Chacun, dans des formes différentes, montre le même désir de formuler une représentation des hommes et des femmes habitant le territoire. L’exposition conjointe de leurs travaux met en regard des communautés qui vivent souvent à quelques kilomètres les unes des autres, se rejoignant parfois ou s’ignorant, délibérément ou non. 

Samuel Gratacap est un jeune photographe aguerri aux conflits. Depuis quelques années déjà, il mène un travail en Libye; sa démarche pourtant est à contretemps de celle des médias : il travaille lentement, mélange les techniques en ignorant soigneusement l’urgence et l’affolement qui régissent le monde médiatique. Il a choisi ici pour terrain d’exploration le lieu de vie d’une communauté de gens du voyage. Il n’est pas le seul auteur de ces images, puisqu’il a fait participer les enfants rencontrés, tour à tour acteurs, sujets et photographes.

Raphaël Dallaporta, documente la lente mue de l’espace de la prison. Grâce à des algorithmes complexes, il se détache de la tâche ennuyeuse du simple suivi de chantier. Au cours des deux dernières années, il a placé à des points de vue fixes des pièges photographiques, enregistrant de manière automatique des dizaines de milliers d’images, tour à tour les mouvements imprévisibles des cieux qu’il affectionne, la végétation tantôt sauvage tantôt domestiquée, les murs qui tombent, les dallages qui se font et se défont. Il n’est présenté ici qu’une étape de travail ; cette observation se prolongera bien au-delà, avec l’apparition du public, qui va s’approprier et repeupler progressivement ce lieu autrefois clos.

Les œuvres de Mathieu Pernot et d’Aurore Bagarry se font face dans l’espace François-Mitterrand. Les deux ont, sans se répondre, longé les mêmes côtes, photographié depuis les mêmes endroits, mais en pointant leurs appareils vers des horizons différents. C’est toute la richesse du médium photographique qui est démontrée ici. Mathieu Pernot s’est tourné vers l’histoire des hommes, Aurore Bagarry vers l’histoire de la terre. À la roche millénaire, aux sédiments et aux particularités géologiques, Mathieu Pernot oppose le béton et les constructions guerrières des hommes. Dans une performance physique et photographique, l’artiste invoque ici ce qui est sans aucun doute la forme la plus ancienne de dispositif photographique, puisqu’il a transformé les bunkers du mur de l’Atlantique en camera obscura. Il s’enferme lui-même à l’intérieur de ces appareils photographiques géants, pour nous dépeindre, inversées, les images immuables des paysages maritimes, qu’on imagine scrutés jour et nuit, à travers des meurtrières, par les soldats de la Seconde Guerre mondiale, la peur au ventre. 
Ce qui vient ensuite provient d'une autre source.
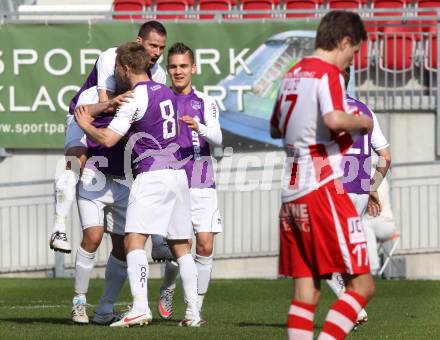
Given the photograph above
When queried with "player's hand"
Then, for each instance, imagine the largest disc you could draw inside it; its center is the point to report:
(121, 99)
(191, 122)
(374, 205)
(83, 117)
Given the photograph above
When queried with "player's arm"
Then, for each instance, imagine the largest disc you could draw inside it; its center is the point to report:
(210, 131)
(275, 120)
(104, 136)
(340, 121)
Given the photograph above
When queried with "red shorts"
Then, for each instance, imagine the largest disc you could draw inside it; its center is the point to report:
(321, 234)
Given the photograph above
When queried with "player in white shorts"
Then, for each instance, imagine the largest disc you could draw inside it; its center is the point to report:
(159, 200)
(152, 35)
(102, 198)
(359, 185)
(200, 129)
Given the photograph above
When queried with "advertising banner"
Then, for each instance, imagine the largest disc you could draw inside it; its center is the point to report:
(240, 64)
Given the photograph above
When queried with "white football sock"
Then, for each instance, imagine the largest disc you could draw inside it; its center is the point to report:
(170, 275)
(188, 274)
(137, 269)
(336, 284)
(65, 190)
(115, 275)
(84, 264)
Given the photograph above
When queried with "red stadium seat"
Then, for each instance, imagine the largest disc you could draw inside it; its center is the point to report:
(344, 4)
(300, 5)
(128, 6)
(171, 5)
(397, 48)
(430, 53)
(213, 6)
(388, 4)
(253, 5)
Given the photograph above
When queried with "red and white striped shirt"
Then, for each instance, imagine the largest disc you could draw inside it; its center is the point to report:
(311, 89)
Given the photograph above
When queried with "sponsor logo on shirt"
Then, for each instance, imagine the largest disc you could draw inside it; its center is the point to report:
(196, 105)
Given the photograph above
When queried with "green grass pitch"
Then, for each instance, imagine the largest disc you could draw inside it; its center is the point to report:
(235, 309)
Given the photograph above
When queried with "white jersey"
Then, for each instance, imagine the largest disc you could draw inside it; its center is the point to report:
(310, 90)
(106, 71)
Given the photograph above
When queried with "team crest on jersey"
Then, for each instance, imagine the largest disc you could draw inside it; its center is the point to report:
(196, 105)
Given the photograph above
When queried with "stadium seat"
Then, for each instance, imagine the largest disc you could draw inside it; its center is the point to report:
(344, 4)
(128, 6)
(388, 252)
(300, 5)
(261, 5)
(430, 52)
(171, 5)
(213, 6)
(397, 48)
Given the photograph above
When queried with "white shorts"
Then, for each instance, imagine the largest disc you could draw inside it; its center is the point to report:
(75, 136)
(360, 202)
(205, 216)
(159, 204)
(102, 201)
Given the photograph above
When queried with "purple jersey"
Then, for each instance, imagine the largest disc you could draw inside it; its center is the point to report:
(151, 119)
(199, 168)
(357, 161)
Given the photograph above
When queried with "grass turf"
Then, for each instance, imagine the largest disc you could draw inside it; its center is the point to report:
(235, 309)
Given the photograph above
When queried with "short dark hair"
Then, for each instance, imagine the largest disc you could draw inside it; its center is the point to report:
(133, 55)
(335, 26)
(181, 48)
(151, 26)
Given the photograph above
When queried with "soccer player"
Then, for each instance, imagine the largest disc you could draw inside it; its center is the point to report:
(200, 129)
(310, 116)
(152, 36)
(102, 200)
(359, 185)
(159, 197)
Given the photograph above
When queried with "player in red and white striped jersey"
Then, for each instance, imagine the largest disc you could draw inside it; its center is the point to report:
(310, 115)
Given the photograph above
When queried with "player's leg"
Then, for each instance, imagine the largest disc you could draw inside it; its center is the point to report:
(188, 272)
(180, 232)
(84, 263)
(65, 186)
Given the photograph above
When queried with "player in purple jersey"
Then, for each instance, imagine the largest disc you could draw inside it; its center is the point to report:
(200, 128)
(361, 187)
(102, 203)
(152, 36)
(159, 201)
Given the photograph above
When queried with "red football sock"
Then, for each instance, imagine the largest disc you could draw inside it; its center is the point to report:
(342, 316)
(300, 321)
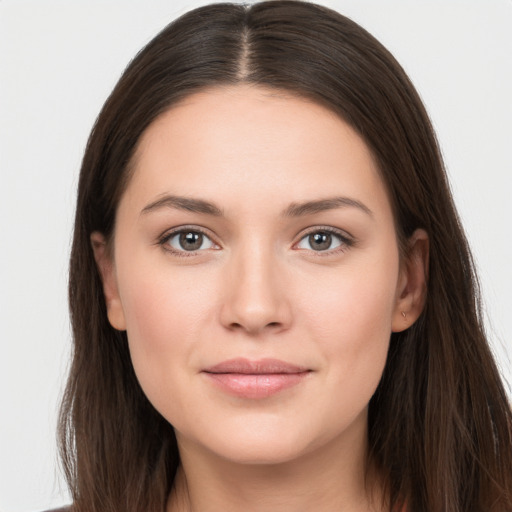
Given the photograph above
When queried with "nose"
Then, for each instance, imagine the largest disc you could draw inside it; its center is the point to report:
(255, 299)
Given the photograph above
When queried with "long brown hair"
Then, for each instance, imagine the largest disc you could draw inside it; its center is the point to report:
(440, 426)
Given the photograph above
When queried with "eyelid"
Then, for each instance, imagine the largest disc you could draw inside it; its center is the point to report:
(346, 239)
(170, 233)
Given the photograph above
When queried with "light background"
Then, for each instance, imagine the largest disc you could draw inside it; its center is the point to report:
(58, 62)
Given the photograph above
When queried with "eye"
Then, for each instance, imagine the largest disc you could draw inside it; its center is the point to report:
(323, 240)
(187, 240)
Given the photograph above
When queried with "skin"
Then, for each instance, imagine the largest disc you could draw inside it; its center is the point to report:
(258, 289)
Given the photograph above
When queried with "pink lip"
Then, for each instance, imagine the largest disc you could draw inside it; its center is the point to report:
(255, 379)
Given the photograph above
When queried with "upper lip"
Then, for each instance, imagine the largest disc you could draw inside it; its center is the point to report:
(259, 367)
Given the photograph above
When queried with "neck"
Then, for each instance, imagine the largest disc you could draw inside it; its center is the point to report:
(332, 478)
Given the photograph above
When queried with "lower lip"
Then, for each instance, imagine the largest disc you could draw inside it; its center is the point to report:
(255, 385)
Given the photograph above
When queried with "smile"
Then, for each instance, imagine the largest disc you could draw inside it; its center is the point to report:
(255, 379)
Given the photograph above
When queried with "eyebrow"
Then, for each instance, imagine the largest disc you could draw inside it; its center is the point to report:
(184, 203)
(321, 205)
(293, 210)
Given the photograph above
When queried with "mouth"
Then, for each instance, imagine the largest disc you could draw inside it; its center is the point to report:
(255, 379)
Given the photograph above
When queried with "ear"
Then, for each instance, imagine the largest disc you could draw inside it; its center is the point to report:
(412, 282)
(106, 269)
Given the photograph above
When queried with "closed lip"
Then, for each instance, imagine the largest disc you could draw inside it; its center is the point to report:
(265, 366)
(247, 379)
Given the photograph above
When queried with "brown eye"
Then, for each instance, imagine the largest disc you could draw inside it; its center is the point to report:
(322, 241)
(189, 241)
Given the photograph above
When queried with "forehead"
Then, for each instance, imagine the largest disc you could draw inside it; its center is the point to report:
(241, 141)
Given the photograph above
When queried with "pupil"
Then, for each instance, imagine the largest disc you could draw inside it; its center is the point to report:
(191, 241)
(320, 241)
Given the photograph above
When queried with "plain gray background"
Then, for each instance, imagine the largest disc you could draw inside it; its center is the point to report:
(58, 62)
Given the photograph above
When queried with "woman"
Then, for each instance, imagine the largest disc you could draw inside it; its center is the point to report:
(273, 302)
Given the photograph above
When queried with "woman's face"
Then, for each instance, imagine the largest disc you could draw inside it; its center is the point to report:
(257, 274)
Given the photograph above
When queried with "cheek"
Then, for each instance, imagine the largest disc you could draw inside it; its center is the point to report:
(165, 314)
(351, 321)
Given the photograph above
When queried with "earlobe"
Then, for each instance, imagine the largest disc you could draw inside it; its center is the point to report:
(106, 270)
(412, 284)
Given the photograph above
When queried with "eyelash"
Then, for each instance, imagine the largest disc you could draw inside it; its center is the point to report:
(346, 241)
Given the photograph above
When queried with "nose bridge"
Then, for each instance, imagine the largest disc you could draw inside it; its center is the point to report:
(256, 296)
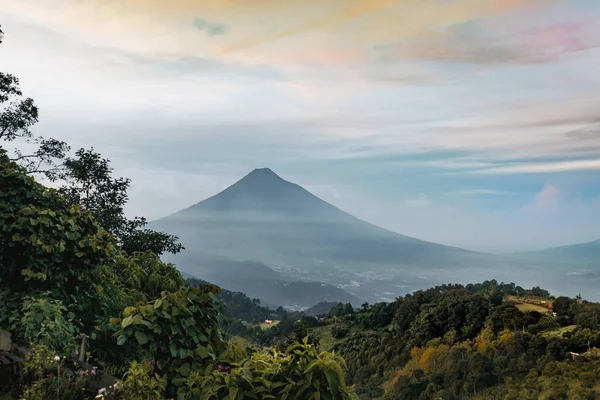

Dans une autre forme d’action ou de performance qui pourrait paraître absurde ou burlesque, l’artiste suisse Roman Signer entreprend très sérieusement de parcourir à vélo la coursive supérieure de la prison. À vélo – probablement l’unique vélo jamais entré dans cette enceinte –, moyen de locomotion paisible et silencieux, symbole de liberté et d’insouciance, il déroule, impassible, un ruban de plastique jaune. Mais son périple est circulaire, et l’utopie qu’il sorte de cette orbite est vouée d’emblée à l’échec. Il ne délivre pas un message, ne nous souffle pas une métaphore qui serait facilement transposable en concepts. Cette action, au regardeur d’y lire et d’y projeter l’interprétation, rationnelle ou sensuelle, d’un geste poétique. 

Le photographe italien Pino Musi et le Suisse Juraj Lipscher ont, eux, choisi de parcourir la topographie plus sinueuse des terres intérieures des Côtes-d’Armor, loin des rivages maritimes. Dans un monde rural en pleine mutation, partagé entre modernité et passé, ils nous invitent à observer les paysages familiers et les architectures vernaculaires, jetant aussi un regard parfois critique et interrogateur sur nos manières de faire nôtres ces paysages.

Tous ces projets s’affirment comme autant de propositions révélant le dynamisme et la multiplicité des écritures photographiques contemporaines. D’horizons et de cultures très différents, les artistes ont en commun cette capacité aiguë de nous surprendre et d’exercer leur liberté au service de l’expérience, tant du réel et du territoire que de l’expérimentation de la forme photographique et de leur imaginaire. À nous, individus et sociétés, de trouver le temps et les espaces propices pour écouter ces messagers.